Figure 8 shows such a comparison for the SBR mixture.
The data shows a different level and a slightly different slope of the curves. It turns out that the Cox-Merz rule does not apply to this case and that the viscosity data of the dynamic measurement cannot be used to simulate stationary flows for this material. As a result of the profiled test chamber of the RPA, it can be assumed that the data of the transient viscosity are free of wall sliding phenomena.

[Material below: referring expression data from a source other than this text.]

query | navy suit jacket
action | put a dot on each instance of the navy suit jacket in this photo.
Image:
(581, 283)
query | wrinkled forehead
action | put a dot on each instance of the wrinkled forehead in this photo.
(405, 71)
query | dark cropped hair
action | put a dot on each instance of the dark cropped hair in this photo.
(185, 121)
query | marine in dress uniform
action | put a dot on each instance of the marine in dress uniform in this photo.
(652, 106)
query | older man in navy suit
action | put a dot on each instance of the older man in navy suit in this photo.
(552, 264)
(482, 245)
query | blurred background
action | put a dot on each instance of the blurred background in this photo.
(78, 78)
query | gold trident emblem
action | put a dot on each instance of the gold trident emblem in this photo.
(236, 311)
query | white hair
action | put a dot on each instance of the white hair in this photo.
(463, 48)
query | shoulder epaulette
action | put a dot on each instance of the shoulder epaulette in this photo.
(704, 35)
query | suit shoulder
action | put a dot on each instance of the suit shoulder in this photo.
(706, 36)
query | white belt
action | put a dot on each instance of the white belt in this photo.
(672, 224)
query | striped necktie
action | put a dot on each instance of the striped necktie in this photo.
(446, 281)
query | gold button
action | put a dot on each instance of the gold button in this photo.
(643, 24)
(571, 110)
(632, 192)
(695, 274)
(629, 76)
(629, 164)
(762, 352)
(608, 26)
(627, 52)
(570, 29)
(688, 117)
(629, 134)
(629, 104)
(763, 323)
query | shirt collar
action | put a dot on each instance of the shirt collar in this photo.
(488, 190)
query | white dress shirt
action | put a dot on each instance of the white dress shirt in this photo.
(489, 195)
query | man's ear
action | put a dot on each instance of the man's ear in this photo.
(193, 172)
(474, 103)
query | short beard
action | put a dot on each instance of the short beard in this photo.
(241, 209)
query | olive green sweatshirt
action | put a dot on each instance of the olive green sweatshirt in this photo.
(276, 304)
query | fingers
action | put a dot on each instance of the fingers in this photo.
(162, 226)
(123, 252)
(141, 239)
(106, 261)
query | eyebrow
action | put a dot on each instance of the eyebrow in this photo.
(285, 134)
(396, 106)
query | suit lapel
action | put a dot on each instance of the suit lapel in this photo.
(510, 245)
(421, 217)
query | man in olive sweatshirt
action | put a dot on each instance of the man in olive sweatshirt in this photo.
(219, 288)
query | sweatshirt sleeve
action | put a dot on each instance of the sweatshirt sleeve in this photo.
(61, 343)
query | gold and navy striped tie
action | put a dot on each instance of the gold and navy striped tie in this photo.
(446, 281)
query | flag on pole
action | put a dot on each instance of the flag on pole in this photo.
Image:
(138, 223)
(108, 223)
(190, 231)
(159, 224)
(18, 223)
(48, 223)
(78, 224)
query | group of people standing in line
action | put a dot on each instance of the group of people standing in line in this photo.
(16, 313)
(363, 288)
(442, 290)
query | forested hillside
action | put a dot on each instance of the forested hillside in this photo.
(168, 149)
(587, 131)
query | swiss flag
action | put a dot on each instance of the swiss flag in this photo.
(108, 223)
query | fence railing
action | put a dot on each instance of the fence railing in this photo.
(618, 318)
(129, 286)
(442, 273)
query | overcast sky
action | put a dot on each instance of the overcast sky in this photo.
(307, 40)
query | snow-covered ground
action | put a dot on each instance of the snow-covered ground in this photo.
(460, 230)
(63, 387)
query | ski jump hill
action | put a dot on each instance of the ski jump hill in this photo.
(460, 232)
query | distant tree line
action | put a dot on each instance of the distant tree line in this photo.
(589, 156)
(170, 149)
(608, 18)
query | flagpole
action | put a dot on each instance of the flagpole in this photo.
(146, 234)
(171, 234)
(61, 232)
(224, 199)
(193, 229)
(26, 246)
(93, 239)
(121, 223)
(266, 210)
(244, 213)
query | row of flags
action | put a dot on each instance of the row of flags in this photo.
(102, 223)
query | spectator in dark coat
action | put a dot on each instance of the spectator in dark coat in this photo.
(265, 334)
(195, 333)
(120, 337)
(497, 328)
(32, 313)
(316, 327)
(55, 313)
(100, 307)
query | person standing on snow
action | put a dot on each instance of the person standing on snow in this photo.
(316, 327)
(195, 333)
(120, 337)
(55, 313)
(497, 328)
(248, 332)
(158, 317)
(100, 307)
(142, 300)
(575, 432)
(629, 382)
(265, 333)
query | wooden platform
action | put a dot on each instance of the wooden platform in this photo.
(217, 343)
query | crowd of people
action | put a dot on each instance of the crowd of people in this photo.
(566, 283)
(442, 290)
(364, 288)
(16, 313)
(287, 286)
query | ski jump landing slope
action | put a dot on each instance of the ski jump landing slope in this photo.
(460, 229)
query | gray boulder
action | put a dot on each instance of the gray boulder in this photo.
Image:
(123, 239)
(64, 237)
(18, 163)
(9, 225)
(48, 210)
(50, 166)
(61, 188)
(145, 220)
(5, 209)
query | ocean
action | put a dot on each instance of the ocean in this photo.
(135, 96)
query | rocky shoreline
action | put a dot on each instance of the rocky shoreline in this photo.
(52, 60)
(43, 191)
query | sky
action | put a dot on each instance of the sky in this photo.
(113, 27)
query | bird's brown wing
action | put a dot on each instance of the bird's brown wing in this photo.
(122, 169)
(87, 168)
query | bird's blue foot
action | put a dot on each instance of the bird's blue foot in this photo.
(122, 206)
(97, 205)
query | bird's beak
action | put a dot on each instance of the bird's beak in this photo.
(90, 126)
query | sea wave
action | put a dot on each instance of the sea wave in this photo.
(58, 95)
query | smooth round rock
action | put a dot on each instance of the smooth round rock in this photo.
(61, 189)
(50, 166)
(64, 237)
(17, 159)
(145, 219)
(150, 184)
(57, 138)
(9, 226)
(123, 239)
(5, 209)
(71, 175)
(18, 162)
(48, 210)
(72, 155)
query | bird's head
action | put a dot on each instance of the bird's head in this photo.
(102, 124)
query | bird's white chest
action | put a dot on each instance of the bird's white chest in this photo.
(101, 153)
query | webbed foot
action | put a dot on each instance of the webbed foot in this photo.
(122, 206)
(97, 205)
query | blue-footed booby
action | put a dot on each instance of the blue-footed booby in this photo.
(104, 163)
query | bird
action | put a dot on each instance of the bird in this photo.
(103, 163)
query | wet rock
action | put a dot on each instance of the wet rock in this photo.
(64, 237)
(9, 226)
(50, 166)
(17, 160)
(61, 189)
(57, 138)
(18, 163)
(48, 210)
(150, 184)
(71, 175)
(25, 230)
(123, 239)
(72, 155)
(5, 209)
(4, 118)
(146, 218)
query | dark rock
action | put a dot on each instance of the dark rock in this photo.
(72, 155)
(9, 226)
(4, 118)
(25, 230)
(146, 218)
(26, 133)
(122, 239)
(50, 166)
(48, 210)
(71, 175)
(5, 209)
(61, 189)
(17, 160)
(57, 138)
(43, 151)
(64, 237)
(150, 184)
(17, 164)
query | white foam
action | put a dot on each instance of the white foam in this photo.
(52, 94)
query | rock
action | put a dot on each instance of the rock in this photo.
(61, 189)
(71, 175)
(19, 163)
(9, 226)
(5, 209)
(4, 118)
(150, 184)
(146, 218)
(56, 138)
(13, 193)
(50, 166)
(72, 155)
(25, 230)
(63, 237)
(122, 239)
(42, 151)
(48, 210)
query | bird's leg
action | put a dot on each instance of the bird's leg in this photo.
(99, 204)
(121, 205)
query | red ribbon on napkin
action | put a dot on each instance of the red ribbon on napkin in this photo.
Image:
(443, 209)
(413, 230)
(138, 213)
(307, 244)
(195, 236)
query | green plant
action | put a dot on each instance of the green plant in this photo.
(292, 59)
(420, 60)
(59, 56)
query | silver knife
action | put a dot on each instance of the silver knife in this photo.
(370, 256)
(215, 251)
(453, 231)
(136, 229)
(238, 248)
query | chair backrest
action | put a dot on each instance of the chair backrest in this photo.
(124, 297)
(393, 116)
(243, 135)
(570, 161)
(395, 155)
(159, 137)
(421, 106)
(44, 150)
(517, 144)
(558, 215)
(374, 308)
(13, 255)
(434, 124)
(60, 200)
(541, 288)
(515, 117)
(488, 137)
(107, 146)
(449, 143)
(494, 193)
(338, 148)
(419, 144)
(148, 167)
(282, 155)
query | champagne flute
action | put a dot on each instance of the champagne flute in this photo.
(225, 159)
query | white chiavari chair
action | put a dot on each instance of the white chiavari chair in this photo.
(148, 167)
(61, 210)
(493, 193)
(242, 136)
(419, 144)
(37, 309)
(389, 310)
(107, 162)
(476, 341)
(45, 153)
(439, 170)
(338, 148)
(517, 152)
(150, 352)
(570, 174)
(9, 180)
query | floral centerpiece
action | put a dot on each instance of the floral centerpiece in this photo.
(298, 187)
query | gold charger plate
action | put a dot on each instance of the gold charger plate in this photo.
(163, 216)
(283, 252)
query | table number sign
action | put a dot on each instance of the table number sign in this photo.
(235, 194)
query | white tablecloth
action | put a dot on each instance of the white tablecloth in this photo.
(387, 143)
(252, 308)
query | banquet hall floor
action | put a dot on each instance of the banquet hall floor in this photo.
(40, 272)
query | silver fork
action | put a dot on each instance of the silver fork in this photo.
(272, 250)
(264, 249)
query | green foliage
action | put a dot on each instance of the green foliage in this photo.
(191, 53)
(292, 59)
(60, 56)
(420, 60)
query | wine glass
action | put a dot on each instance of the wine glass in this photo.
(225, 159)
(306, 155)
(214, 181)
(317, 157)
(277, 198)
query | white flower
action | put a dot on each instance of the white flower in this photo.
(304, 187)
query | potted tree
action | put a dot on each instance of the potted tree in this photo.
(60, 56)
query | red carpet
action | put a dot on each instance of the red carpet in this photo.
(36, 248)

Thus, the transient viscosity in the capillary rheometer test can help to better separate the adhesion and sliding component in the capillary flow.
The new RPA has been extended by the functionality with the FFT evaluation of the test at strain in the non-linear viscoelastic range LargeOscillatoryScanning (LAOS) and the enlargement of the oscillatory trion angle to ±360°. Using an example of a raw rubber, it is shown that the FFT evaluation of the LAOS test and the extension of the oscillation angle provides a significantly higher selectivity in the material differentiation. The oscillation angle of ±360° also opens up the possibility of determining the transient (stationary) viscosity. The stationary viscosity is used to check the Cox-Merz relationship and opens the possibility of better separating the sliding and adhesive components in the capillary rheometer test to generate better data on machine design.